Given the challenges of duplicate records in ClickHouse for real-time scenarios, a solution capable of processing and filtering data before it reaches ClickHouse was required. GlassFlow has a specific set of features that directly addresses the challenge.

Stateful Processing

To determine if an incoming transaction or block has been seen before, some part of our pipeline must remember processed data (or at least some part of it) . GlassFlow designed for stateful operations. This means it can retain information about hashes from the Bitcoin stream over a time window.

Auto Deduplication: Streamlined Duplicate Management

GlassFlow offers an "Auto deduplication" feature. This allows the stream processing pipeline to automatically identify and filter out duplicate records based on defined criteria. This means that for our use case all records with identical hashes arriving within a time period would be considered duplicates.

This provides a great and quick way to ensure that only unique Bitcoin blocks or transactions records are forwarded to ClickHouse.

This as well brings benefits discussed before: only inserting unique records into the ClickHouse and reduces the load on the database which helps to improve performance and save money down the line.

Cleaner Data and Simplified Pipeline

Implementing deduplication with GlassFlow translates to a higher quality data within ClickHouse. The effect is a reduction in duplicate records within tables. By intercepting and filtering out redundant Bitcoin transactions or blocks before they reach the database, the dataset becomes inherently cleaner.

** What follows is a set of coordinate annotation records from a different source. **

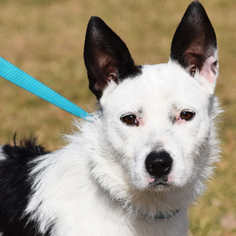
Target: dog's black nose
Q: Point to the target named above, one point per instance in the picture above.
(158, 164)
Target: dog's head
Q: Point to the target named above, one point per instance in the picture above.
(157, 119)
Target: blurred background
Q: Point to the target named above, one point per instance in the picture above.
(45, 38)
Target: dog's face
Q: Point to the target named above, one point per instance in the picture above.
(162, 115)
(156, 118)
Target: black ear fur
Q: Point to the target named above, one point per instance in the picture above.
(194, 40)
(106, 57)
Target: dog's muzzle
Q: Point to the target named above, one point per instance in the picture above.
(158, 165)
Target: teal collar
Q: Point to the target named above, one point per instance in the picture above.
(27, 82)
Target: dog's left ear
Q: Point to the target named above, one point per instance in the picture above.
(194, 45)
(106, 57)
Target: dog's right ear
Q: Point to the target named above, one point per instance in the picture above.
(106, 57)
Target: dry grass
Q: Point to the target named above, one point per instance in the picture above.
(45, 38)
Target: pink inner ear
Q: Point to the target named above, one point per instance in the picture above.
(209, 69)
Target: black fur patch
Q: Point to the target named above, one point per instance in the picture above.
(15, 187)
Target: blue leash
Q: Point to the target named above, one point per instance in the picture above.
(15, 75)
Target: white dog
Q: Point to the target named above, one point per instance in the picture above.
(144, 157)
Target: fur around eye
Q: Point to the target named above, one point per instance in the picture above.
(187, 115)
(130, 119)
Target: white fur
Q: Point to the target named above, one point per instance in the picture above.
(98, 185)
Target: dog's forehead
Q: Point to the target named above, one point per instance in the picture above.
(159, 83)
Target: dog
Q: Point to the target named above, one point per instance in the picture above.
(143, 157)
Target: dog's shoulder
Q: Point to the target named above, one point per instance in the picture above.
(15, 166)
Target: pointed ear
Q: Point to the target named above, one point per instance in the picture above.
(194, 45)
(106, 57)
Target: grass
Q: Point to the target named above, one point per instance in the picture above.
(45, 38)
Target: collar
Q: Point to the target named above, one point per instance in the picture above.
(161, 215)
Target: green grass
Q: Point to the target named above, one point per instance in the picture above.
(45, 38)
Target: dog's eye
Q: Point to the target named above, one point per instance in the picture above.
(187, 115)
(130, 120)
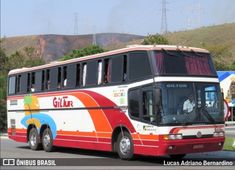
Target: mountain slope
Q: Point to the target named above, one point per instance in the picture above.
(52, 47)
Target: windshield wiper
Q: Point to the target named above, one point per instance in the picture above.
(207, 115)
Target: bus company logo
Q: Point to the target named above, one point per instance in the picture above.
(62, 102)
(199, 134)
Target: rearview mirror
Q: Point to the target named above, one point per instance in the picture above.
(158, 96)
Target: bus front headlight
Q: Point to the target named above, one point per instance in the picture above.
(173, 137)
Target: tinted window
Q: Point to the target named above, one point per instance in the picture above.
(53, 78)
(139, 66)
(18, 78)
(148, 107)
(134, 105)
(183, 63)
(23, 83)
(92, 71)
(84, 74)
(38, 81)
(78, 74)
(71, 76)
(100, 71)
(117, 69)
(107, 70)
(11, 86)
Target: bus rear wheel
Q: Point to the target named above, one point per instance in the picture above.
(47, 140)
(125, 146)
(34, 139)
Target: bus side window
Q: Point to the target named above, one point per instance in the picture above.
(32, 82)
(107, 71)
(139, 66)
(99, 72)
(59, 78)
(92, 72)
(28, 82)
(78, 75)
(43, 80)
(148, 107)
(12, 85)
(134, 103)
(38, 81)
(18, 79)
(117, 69)
(124, 68)
(48, 82)
(84, 73)
(64, 78)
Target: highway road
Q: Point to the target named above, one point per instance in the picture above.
(105, 160)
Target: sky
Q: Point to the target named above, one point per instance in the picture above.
(141, 17)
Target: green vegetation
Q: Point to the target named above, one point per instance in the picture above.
(219, 40)
(155, 39)
(229, 144)
(25, 58)
(89, 50)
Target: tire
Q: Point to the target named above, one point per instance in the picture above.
(34, 139)
(178, 156)
(125, 146)
(47, 140)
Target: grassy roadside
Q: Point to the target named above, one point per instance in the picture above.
(229, 144)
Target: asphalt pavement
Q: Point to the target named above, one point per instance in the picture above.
(105, 160)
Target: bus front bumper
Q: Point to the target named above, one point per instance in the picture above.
(186, 146)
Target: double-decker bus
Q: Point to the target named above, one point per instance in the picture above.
(148, 100)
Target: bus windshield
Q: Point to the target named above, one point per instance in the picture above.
(190, 103)
(183, 63)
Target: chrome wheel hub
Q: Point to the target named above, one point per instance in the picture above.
(33, 139)
(46, 140)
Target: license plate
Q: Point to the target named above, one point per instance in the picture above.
(198, 146)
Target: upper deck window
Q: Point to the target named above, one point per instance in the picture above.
(12, 84)
(183, 63)
(139, 66)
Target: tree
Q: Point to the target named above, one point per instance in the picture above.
(19, 59)
(92, 49)
(155, 39)
(221, 55)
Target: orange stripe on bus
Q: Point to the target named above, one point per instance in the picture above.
(145, 136)
(85, 134)
(17, 130)
(176, 130)
(98, 117)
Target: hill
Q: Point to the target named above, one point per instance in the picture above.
(221, 35)
(52, 47)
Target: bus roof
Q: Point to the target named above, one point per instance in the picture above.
(114, 52)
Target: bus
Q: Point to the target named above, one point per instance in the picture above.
(143, 99)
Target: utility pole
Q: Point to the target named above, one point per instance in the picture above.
(164, 18)
(75, 24)
(94, 37)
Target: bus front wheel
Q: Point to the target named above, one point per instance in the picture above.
(34, 140)
(47, 140)
(125, 145)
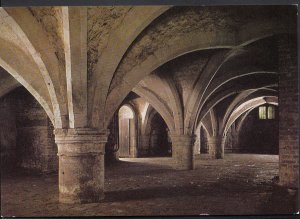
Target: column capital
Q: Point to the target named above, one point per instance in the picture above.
(80, 141)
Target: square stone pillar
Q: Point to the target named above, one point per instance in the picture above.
(216, 147)
(183, 151)
(81, 164)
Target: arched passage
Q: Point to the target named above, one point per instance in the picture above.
(127, 132)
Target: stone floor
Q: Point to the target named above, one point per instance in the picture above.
(238, 184)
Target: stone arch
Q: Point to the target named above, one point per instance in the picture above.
(161, 108)
(183, 45)
(112, 55)
(244, 107)
(34, 39)
(14, 61)
(7, 84)
(245, 91)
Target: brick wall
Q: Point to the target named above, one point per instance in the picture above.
(288, 112)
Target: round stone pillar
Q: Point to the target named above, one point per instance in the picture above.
(81, 164)
(183, 151)
(216, 147)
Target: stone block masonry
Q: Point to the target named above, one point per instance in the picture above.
(288, 112)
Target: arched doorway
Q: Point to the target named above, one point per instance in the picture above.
(160, 145)
(127, 132)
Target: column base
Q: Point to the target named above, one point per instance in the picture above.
(81, 165)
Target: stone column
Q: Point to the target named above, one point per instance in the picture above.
(288, 112)
(216, 147)
(81, 164)
(183, 151)
(145, 144)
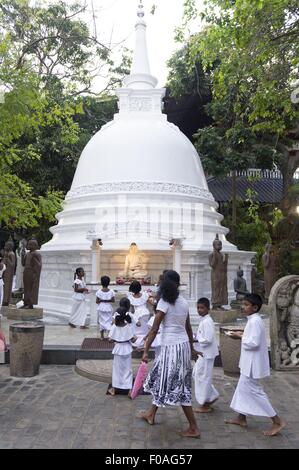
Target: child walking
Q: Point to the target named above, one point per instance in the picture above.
(206, 346)
(122, 333)
(156, 344)
(249, 397)
(139, 301)
(104, 298)
(2, 269)
(79, 310)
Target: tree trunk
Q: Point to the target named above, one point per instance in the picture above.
(234, 205)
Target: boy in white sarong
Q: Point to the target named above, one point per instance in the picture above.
(249, 397)
(207, 348)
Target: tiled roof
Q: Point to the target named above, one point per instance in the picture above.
(269, 190)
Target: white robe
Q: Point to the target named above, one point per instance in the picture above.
(2, 284)
(105, 309)
(79, 308)
(205, 391)
(122, 373)
(249, 397)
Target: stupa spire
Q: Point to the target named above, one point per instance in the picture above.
(140, 76)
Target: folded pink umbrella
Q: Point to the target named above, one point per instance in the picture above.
(139, 380)
(3, 346)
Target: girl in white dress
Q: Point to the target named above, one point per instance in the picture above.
(2, 269)
(79, 310)
(138, 301)
(156, 344)
(169, 380)
(122, 333)
(104, 298)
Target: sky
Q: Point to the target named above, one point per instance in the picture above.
(115, 23)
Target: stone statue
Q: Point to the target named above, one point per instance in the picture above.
(284, 323)
(9, 260)
(32, 263)
(269, 260)
(240, 286)
(20, 267)
(285, 353)
(134, 264)
(218, 263)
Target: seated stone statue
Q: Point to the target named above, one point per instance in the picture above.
(240, 286)
(134, 264)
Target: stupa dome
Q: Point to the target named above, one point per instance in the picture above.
(139, 179)
(140, 149)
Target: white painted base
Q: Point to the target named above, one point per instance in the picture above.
(57, 277)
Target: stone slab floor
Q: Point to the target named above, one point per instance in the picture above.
(60, 409)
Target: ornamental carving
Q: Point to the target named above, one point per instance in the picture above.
(140, 187)
(284, 323)
(140, 104)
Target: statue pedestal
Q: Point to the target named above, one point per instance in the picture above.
(236, 305)
(13, 313)
(225, 316)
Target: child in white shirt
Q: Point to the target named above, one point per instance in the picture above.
(206, 346)
(78, 314)
(122, 333)
(249, 397)
(104, 299)
(2, 269)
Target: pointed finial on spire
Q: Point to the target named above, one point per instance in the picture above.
(140, 11)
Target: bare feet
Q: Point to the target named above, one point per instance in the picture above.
(210, 402)
(190, 432)
(275, 429)
(203, 409)
(149, 418)
(238, 421)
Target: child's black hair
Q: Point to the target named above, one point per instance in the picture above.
(122, 316)
(204, 301)
(105, 281)
(254, 299)
(77, 272)
(125, 303)
(135, 287)
(170, 287)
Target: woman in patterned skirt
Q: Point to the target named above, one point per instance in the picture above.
(169, 381)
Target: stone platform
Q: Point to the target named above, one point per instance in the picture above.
(62, 344)
(100, 371)
(225, 316)
(59, 409)
(13, 313)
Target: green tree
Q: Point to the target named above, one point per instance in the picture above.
(251, 49)
(48, 59)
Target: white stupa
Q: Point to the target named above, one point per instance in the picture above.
(139, 179)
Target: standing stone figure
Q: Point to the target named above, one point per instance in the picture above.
(240, 286)
(9, 260)
(270, 269)
(32, 262)
(218, 263)
(20, 267)
(134, 264)
(284, 323)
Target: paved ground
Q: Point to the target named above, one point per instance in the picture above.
(60, 409)
(67, 336)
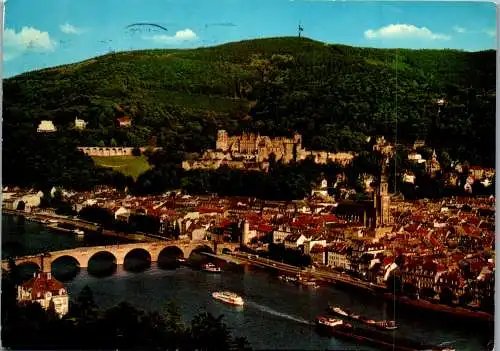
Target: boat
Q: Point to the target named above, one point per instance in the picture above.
(322, 321)
(228, 297)
(210, 267)
(79, 232)
(288, 279)
(339, 311)
(345, 313)
(440, 308)
(339, 329)
(386, 325)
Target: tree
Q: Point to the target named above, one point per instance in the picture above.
(394, 284)
(446, 296)
(409, 289)
(427, 293)
(209, 333)
(51, 312)
(136, 151)
(177, 230)
(86, 309)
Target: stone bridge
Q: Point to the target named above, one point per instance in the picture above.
(84, 254)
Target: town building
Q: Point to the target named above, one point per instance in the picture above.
(80, 123)
(124, 122)
(321, 190)
(44, 289)
(382, 198)
(46, 127)
(254, 151)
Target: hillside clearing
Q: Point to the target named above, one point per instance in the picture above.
(132, 166)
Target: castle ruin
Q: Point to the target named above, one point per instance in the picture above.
(252, 152)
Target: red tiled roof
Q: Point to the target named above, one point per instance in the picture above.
(41, 284)
(317, 249)
(330, 218)
(264, 228)
(124, 119)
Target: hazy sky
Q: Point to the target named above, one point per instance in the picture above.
(44, 33)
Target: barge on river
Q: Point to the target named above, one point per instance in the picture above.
(210, 267)
(345, 313)
(342, 330)
(228, 297)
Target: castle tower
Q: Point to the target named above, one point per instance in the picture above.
(382, 199)
(222, 140)
(245, 233)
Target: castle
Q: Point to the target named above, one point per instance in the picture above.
(252, 152)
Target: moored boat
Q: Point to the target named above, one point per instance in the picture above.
(386, 325)
(340, 329)
(210, 267)
(79, 232)
(228, 297)
(345, 313)
(327, 322)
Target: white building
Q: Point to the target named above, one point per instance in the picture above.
(309, 244)
(122, 214)
(321, 190)
(80, 123)
(293, 241)
(44, 289)
(279, 236)
(336, 257)
(46, 127)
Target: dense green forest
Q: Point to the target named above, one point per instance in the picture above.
(88, 327)
(334, 95)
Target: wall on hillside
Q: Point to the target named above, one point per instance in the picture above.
(110, 151)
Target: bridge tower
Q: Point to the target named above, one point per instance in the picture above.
(45, 264)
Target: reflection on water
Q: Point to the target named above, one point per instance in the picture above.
(277, 315)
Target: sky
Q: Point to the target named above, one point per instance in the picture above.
(47, 33)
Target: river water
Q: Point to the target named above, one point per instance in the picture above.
(277, 315)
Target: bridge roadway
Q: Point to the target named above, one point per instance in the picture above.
(320, 274)
(82, 224)
(84, 254)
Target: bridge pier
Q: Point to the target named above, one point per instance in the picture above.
(45, 264)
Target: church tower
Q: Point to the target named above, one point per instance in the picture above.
(382, 199)
(222, 141)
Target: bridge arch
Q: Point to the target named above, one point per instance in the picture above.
(138, 251)
(137, 259)
(170, 251)
(66, 257)
(21, 205)
(202, 248)
(27, 269)
(102, 254)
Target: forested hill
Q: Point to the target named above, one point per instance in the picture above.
(334, 95)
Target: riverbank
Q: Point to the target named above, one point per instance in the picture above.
(50, 220)
(343, 281)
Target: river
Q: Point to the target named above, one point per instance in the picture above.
(277, 315)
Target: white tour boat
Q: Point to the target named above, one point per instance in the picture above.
(228, 297)
(210, 267)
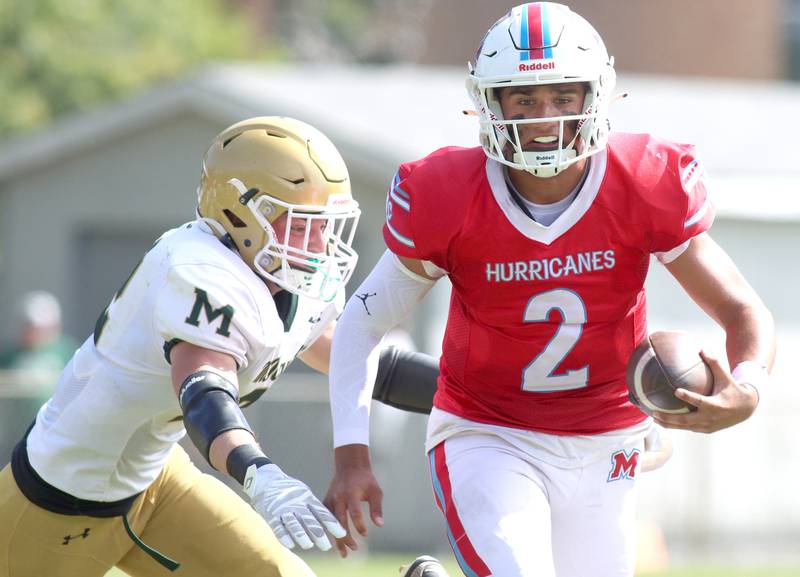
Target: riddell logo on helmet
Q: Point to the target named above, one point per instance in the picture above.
(523, 67)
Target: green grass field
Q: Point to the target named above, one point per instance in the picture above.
(388, 565)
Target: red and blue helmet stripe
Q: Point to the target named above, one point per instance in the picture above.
(535, 32)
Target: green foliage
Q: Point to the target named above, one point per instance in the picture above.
(61, 56)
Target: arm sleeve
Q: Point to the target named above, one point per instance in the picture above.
(385, 298)
(207, 308)
(687, 187)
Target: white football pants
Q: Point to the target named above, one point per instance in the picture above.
(511, 515)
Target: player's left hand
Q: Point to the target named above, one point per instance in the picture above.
(657, 450)
(729, 404)
(292, 511)
(354, 484)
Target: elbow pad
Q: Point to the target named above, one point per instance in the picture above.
(210, 405)
(406, 380)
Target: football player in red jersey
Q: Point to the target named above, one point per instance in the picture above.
(545, 232)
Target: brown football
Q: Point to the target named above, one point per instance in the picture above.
(663, 362)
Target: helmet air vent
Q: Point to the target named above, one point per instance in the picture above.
(234, 220)
(231, 139)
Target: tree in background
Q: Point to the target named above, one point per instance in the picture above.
(62, 56)
(364, 31)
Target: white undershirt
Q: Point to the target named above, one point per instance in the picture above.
(546, 214)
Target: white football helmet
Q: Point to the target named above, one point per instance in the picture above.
(534, 44)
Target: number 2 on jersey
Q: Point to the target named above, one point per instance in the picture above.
(538, 376)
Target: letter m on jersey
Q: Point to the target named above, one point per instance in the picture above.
(201, 304)
(623, 465)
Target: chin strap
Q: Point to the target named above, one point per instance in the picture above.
(533, 161)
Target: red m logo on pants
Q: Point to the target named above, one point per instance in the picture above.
(623, 465)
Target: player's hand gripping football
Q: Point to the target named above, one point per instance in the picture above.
(290, 508)
(730, 403)
(353, 484)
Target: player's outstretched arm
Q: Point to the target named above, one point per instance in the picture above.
(205, 382)
(711, 279)
(385, 298)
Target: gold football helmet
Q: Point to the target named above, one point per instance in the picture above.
(263, 168)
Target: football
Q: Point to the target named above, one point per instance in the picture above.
(663, 362)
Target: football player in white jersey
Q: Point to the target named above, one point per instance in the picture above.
(205, 324)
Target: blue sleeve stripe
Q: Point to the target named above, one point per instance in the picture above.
(697, 216)
(405, 240)
(400, 202)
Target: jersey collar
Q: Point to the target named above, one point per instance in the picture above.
(529, 227)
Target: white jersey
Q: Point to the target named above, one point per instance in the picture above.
(107, 431)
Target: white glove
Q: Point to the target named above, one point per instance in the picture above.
(294, 514)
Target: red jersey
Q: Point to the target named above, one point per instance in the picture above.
(543, 319)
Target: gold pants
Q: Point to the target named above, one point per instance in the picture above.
(185, 514)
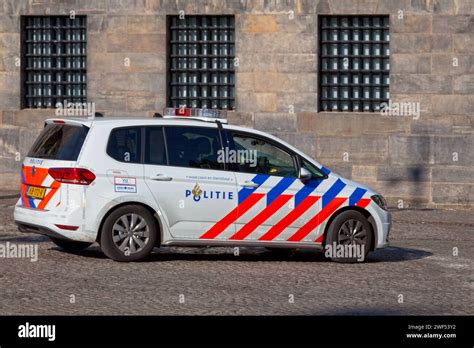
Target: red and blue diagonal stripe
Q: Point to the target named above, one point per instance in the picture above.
(245, 192)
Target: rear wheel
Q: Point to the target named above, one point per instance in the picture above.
(349, 238)
(128, 234)
(70, 245)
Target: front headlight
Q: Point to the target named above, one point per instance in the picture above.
(380, 201)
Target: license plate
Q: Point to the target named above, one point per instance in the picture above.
(36, 192)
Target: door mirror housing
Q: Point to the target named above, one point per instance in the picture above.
(305, 175)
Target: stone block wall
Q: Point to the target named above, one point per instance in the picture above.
(428, 161)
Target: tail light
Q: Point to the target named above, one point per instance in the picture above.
(78, 176)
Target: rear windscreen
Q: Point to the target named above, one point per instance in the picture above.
(59, 142)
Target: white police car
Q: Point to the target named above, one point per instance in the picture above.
(184, 180)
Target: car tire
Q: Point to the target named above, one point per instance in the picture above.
(129, 233)
(349, 228)
(70, 245)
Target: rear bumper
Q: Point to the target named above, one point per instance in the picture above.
(44, 222)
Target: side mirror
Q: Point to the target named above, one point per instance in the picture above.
(305, 175)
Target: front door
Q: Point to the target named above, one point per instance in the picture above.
(187, 180)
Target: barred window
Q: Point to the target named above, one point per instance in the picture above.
(354, 62)
(53, 60)
(201, 53)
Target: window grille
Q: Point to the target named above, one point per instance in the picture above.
(201, 51)
(353, 62)
(53, 60)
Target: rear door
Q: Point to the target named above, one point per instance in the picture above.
(58, 145)
(188, 181)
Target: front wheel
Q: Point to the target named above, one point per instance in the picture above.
(70, 245)
(128, 234)
(349, 238)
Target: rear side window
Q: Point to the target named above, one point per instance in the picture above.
(155, 150)
(193, 147)
(59, 142)
(125, 144)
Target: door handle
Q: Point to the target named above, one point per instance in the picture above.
(250, 184)
(161, 177)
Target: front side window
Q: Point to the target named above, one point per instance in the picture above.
(53, 60)
(193, 147)
(354, 63)
(125, 144)
(316, 173)
(201, 62)
(257, 156)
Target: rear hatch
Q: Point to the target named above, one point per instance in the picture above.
(56, 148)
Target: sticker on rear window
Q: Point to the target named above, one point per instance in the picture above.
(122, 184)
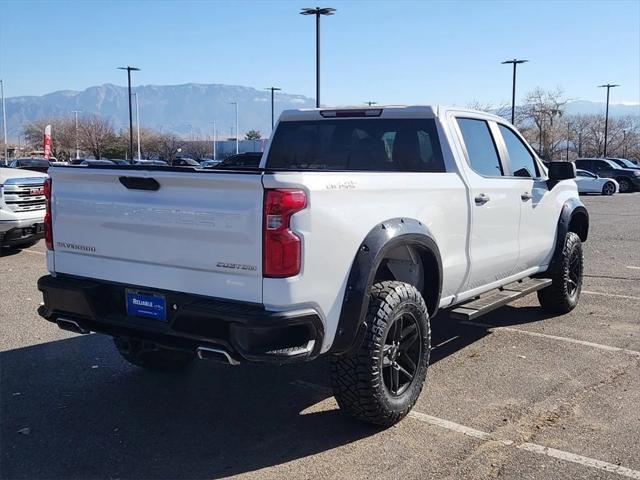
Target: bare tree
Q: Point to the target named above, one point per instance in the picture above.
(96, 135)
(199, 148)
(168, 145)
(541, 110)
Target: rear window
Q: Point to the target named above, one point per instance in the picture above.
(394, 145)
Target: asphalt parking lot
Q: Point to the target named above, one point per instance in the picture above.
(518, 395)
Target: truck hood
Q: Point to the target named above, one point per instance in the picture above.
(7, 173)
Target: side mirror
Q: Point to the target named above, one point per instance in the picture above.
(561, 171)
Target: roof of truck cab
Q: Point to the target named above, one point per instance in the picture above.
(387, 111)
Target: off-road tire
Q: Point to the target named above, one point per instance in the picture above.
(607, 188)
(151, 357)
(357, 378)
(566, 275)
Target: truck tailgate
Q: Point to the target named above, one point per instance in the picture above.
(199, 232)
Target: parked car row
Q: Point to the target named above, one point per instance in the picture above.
(621, 171)
(242, 160)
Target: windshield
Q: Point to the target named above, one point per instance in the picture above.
(33, 163)
(363, 144)
(625, 163)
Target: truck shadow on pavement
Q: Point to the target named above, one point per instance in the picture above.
(73, 409)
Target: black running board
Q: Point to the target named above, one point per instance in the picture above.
(472, 309)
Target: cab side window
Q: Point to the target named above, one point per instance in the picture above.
(521, 160)
(482, 152)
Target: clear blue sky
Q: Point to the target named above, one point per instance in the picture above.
(385, 51)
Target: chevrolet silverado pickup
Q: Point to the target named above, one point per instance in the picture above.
(357, 226)
(22, 207)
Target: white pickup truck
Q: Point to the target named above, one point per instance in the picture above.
(22, 207)
(356, 228)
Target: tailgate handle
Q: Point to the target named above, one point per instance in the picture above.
(140, 183)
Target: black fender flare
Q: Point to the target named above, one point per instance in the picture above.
(571, 209)
(378, 242)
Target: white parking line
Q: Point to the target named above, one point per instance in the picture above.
(615, 295)
(485, 436)
(586, 461)
(554, 337)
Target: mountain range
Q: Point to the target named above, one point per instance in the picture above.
(186, 110)
(190, 109)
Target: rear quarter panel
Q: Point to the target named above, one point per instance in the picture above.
(342, 209)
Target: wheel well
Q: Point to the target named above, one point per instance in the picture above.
(579, 225)
(416, 265)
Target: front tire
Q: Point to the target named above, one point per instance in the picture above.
(608, 189)
(152, 357)
(563, 293)
(380, 381)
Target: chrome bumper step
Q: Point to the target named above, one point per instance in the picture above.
(472, 309)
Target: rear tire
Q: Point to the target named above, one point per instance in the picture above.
(380, 381)
(151, 357)
(624, 185)
(563, 293)
(608, 189)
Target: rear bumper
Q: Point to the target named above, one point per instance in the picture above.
(19, 232)
(247, 331)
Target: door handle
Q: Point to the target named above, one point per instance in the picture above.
(481, 199)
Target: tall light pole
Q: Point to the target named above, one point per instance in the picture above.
(214, 139)
(129, 70)
(77, 142)
(138, 124)
(515, 62)
(608, 86)
(273, 89)
(4, 123)
(236, 104)
(317, 12)
(568, 138)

This pre-emptive cleansing ensures reliable data for analysis. Metrics derived from this blockchain data, such as transaction volumes, active address counts, or fee calculations, are more accurate enabling better decision making based on those metrics. This also removes the need for resorting to ClickHouse's ReplaceMergeTree and FINAL query modifiers to remove duplicates as the responsibility of ensuring uniqueness is handled earlier the pipeline.

Also, a cleaner base dataset allows other additional compression and performance optimization tricks for ClickHouse to be run more efficiently. For example, ClickHouse's compression codecs (like ZSTD, LZ4HC) can achieve better ratios on string or json based data columns.

Conclusion

Throughout this article, we've discussed the challenges of data duplication, a common pain in streaming architectures.

We’ve gone over how to deduplicate by leveraging GlassFlow. Glassflow filters the data stream, ensuring that only unique Bitcoin blocks and transactions proceed to ClickHouse.

This pro-active cleansing not only streamlines the ETL pipeline but also directly translates into a more performant and cost-efficient ClickHouse setup.

The core takeaway: integrating stateful stream processing early in the data lifecycle removes a lot of headache, saves money & time and enables users to make more accurate data driven decisions with confidence.

This naturally leads questions:

Are there any opportunities to improve deduplication before data lands in your ClickHouse database?
How do you deal with deduplication?